Prevenção do câncer ginecológico durante a pandemia

Prevenção do câncer ginecológico durante a pandemia

Márcia Mendonça Carneiro*

03 de setembro de 2020 | 11h47

Márcia Mendonça Carneiro. Foto: Divulgação

O rastreamento e a detecção precoce do câncer são estratégias importantes para a identificação de tumores em fases iniciais, permitindo o uso de tratamentos menos invasivos com melhores chances de sucesso e cura.

A pandemia da Covid-19, entretanto, produziu inúmeras transformações, afetando inclusive o rastreamento e o tratamento do câncer.

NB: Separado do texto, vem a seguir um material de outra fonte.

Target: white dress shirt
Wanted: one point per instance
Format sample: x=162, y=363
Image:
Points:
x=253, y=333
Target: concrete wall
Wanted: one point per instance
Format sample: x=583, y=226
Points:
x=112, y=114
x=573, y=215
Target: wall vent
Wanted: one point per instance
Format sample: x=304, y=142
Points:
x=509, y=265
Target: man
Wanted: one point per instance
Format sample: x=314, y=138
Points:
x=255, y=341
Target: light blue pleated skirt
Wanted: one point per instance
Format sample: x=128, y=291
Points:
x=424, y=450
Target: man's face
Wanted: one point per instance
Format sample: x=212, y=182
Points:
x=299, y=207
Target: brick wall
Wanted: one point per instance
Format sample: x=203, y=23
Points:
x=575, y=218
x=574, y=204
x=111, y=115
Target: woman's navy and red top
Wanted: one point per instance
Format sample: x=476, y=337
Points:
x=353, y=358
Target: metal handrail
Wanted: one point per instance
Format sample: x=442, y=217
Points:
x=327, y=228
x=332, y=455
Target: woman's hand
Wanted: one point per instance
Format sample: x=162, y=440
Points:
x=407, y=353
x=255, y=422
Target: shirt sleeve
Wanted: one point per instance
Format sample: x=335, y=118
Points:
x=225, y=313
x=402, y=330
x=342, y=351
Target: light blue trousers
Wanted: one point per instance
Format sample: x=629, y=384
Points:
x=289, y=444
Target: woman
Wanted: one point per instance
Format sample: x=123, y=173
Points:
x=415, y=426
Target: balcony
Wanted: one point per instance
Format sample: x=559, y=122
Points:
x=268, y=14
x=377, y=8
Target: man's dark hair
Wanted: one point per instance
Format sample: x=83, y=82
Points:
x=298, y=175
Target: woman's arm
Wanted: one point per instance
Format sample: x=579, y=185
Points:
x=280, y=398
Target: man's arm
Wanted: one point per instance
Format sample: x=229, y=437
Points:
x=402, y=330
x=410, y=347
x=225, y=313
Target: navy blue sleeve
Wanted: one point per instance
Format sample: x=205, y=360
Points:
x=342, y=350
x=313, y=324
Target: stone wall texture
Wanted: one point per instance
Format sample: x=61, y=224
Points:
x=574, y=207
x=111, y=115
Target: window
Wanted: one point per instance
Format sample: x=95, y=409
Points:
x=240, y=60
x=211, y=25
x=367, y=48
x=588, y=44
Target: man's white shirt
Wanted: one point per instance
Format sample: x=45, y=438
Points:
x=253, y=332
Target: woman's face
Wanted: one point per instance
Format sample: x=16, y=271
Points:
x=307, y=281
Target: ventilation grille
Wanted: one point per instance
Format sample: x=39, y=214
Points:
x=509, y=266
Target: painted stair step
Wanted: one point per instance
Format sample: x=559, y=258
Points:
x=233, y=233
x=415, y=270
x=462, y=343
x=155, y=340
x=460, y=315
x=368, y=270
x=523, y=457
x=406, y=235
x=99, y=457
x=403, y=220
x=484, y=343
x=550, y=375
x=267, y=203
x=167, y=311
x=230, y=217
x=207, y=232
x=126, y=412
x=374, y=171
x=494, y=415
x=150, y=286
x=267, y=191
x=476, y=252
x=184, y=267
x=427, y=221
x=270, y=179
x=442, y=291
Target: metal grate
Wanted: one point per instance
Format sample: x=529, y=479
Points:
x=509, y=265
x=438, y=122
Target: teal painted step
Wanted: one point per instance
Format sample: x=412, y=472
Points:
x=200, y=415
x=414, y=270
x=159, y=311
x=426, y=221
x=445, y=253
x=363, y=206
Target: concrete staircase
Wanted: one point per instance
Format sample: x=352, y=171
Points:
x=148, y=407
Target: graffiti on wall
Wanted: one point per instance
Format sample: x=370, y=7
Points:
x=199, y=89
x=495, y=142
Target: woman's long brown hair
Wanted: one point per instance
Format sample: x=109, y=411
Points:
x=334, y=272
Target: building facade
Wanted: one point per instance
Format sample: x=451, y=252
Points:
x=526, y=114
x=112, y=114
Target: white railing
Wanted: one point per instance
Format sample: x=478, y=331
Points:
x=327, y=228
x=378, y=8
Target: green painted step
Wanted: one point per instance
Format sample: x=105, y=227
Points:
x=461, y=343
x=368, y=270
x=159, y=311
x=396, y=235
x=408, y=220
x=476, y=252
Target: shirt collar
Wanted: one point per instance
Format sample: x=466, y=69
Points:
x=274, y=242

A Sociedade Brasileira de Patologia (SBP) e a Sociedade Brasileira de Cirurgia Oncológica (SBCO) alertaram para os milhares de diagnósticos de câncer que deixaram (ou deixarão) de serem feitos no Brasil durante a pandemia e estimam que possivelmente até 50 mil casos deixaram (ou deixarão) de serem identificados e tratados.

O câncer ginecológico pode se manifestar no colo do útero, endométrio (revestimento do útero), ovário, vulva e vagina. O câncer do colo do útero é o terceiro tumor maligno mais frequente encontrados nas mulheres brasileiras, ficando atrás apenas do câncer de mama e do intestinal, sendo a quarta causa de morte de mulheres por câncer no país, de acordo com o Instituto Nacional de Câncer (INCA).

Dados do INCA estimam que em 2020, haverá 16.950 novos casos  de câncer do colo do útero.  Em 2017, ele foi responsável pela morte de 6.385 mulheres. Este câncer é causado pela  infecção persistente por alguns tipos do Papilomavírus Humano (HPV),  que é transmitido por via sexual e  muitas vezes é silenciosa, mas que pode ser identificada através do exame citopatológico, popularmente conhecido como Papanicolau.

Medidas preventivas incluem o uso de preservativo (feminino e masculino) e da vacinação disponibilizada pelo Ministério da Saúde. Mulheres vacinadas, entretanto devem manter a rotina de realização periódica do Papanicolau, visto que a vacina não oferece proteção contra todos os tipos de HPV capazes de levar ao câncer.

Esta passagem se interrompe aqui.